To grant calendar access which mirrors the access granted via the previous All Calendars checkbox (access to view and modify all data within all calendars in the district), provide the user with Calendar Rights where School is set to 'All Schools', Calendar is set to 'All Calendars', Year is set to 'All Years', and the Modify Rights checkbox is marked (see image below). 

See the Calendar Rights tab article for more information.

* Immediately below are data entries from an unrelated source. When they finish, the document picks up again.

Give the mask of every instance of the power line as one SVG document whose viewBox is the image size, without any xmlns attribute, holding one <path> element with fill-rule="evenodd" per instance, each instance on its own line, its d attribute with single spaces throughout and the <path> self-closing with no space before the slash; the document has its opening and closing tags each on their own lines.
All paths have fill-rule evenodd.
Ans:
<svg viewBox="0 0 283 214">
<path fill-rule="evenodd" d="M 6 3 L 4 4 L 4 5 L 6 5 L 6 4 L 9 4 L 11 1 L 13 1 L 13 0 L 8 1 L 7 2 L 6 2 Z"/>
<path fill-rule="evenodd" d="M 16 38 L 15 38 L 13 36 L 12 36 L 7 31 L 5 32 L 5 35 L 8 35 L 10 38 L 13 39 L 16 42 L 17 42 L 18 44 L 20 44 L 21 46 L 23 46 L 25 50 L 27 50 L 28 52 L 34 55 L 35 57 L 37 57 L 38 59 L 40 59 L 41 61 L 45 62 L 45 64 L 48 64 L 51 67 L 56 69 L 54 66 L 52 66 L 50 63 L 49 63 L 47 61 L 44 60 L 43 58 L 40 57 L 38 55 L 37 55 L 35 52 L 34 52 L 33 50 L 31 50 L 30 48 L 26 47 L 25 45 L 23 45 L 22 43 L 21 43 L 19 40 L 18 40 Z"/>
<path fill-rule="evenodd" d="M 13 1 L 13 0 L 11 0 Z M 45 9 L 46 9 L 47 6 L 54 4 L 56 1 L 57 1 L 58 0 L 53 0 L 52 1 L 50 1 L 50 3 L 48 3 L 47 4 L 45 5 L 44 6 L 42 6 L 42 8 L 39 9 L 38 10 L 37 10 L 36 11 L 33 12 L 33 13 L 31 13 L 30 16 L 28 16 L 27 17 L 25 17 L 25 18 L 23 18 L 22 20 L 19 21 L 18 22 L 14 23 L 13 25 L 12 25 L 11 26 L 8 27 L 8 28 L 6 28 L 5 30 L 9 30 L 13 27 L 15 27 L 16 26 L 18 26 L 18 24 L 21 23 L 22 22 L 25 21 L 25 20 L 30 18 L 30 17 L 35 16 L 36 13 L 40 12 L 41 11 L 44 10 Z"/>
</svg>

Identifying a Person's Campus Portal Username

You can look up a person's Campus Portal username by going to Census > Person > Demographics > Person Identifiers > Portal Username. This may help when troubleshooting issues such as assisting a person who forgot their username . 

Related Tools

ToolDescription
Account Security PreferencesThis tool allows you to control various functionality such as resetting of passwords, restricting the ability for Product Security Users to log in as other people, auditing of users, and the automatic creation/disabling of student and staff accounts. 
User Account Batch WizardThis tool allows you to batch create student and staff user accounts using the census email address or a username patterns, enable student and staff user accounts, disable student and staff user accounts, or force a password reset for student and staff user accounts.
User Account Automation LogThis tool allows you to view detailed information about user account username modifications, user account creation failures, and accounts automatically disabled via preferences set in the Account Security Preferences tool. 
User Group ReportThis tool provides high-level and detailed information about which user groups exist, all tool rights and calendar rights assigned to each user group, and which user groups are assigned to which Staff Account Automation rules.    
Product Security Role ReportThe Product Security Role Report provides a list of all users who have been granted specific Product Security Roles.